Feapder Dev

Quick Intake

Ask the user for the minimum information needed to produce a runnable crawler:

•Target site/app constraints (login, JS rendering, anti-bot, rate limits).
•Data schema (fields), uniqueness key, and storage target (file/DB/queue).
•Entry points (seed URLs, keywords, categories) and pagination strategy.
•Scale constraints (single machine vs distributed; incremental vs full; schedule).
•Environment constraints (OS, Python version, network/proxy availability).

Workflow Decision Tree

Decide the crawler architecture before writing code:

•
Choose crawler type:
- •Choose AirSpider for small jobs, no distributed scheduling, simple persistence.
- •Choose Spider for high-volume, distributed crawling, and persistent task queues.
- •Choose TaskSpider for explicit task tables/queues with retry/continuation semantics.
- •Choose BatchSpider for periodic batches with batch metadata and separation.
•
Choose rendering:
- •Use HTTP-only requests when pages are static or the API is reachable.
- •Use browser rendering only when content is JS-rendered or requires complex interaction.
•
Choose persistence and flow:
- •Use Item + pipeline for normalized storage.
- •Use explicit DB access helpers only when pipeline is insufficient.
•
Choose anti-bot strategy:
- •Add rate limits/backoff/retries first.
- •Add proxy rotation/user pool only when needed and with observability.

Build Steps

Implement the smallest runnable crawler first, then iterate:

1) Set up environment (prefer `uv`)

•Create a project venv with uv and pin a compatible Python version.
•Install feapder and any runtime dependencies (DB drivers, playwright/selenium if used).
•Verify import and basic CLI availability before writing spider code.

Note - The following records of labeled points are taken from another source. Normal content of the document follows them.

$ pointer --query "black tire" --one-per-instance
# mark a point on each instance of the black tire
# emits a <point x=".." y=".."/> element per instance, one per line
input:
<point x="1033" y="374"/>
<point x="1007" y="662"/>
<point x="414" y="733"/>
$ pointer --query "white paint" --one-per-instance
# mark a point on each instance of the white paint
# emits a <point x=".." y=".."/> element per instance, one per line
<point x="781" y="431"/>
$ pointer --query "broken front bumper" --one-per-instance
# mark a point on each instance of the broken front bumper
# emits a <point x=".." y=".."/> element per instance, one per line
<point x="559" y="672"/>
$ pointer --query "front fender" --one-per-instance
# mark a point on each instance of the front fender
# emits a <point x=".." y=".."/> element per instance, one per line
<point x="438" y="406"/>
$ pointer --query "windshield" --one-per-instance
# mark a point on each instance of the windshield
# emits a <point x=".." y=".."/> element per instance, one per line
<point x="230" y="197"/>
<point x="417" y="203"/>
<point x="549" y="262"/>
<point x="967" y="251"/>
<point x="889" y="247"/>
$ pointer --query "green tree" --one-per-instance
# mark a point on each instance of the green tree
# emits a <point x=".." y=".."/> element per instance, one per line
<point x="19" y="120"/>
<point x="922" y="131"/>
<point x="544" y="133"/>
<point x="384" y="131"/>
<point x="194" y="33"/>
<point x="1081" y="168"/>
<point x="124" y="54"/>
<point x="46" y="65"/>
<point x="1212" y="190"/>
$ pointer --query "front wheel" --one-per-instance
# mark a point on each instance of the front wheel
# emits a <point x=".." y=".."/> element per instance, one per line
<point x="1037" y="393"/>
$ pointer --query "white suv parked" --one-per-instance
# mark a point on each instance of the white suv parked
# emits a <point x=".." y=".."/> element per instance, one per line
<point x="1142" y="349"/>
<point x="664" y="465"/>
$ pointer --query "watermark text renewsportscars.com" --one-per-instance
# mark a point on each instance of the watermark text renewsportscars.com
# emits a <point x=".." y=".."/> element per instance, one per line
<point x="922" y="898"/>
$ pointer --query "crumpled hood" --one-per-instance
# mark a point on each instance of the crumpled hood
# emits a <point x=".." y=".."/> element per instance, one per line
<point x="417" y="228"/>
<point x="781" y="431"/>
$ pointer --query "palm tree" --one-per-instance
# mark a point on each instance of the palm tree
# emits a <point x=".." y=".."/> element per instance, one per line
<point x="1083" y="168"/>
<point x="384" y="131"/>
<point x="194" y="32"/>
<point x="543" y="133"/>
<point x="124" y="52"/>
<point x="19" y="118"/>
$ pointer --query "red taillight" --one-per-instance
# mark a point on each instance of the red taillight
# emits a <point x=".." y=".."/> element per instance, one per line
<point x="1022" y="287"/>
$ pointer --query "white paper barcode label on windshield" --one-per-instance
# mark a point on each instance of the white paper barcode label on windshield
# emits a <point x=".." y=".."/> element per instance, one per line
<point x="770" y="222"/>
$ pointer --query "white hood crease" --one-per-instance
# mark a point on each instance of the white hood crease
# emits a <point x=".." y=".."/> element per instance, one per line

2) Scaffold a minimal project

•Create a clean module layout: spiders/, parsers/, items/, pipelines/, settings.py.
•Start with one spider, one parser, and one item type.

3) Implement a minimal spider + parser

Keep the first version minimal and end-to-end runnable:

python

from feapder import AirSpider
from feapder.network.request import Request

class DemoSpider(AirSpider):
    def start_requests(self):
        yield Request("https://example.com")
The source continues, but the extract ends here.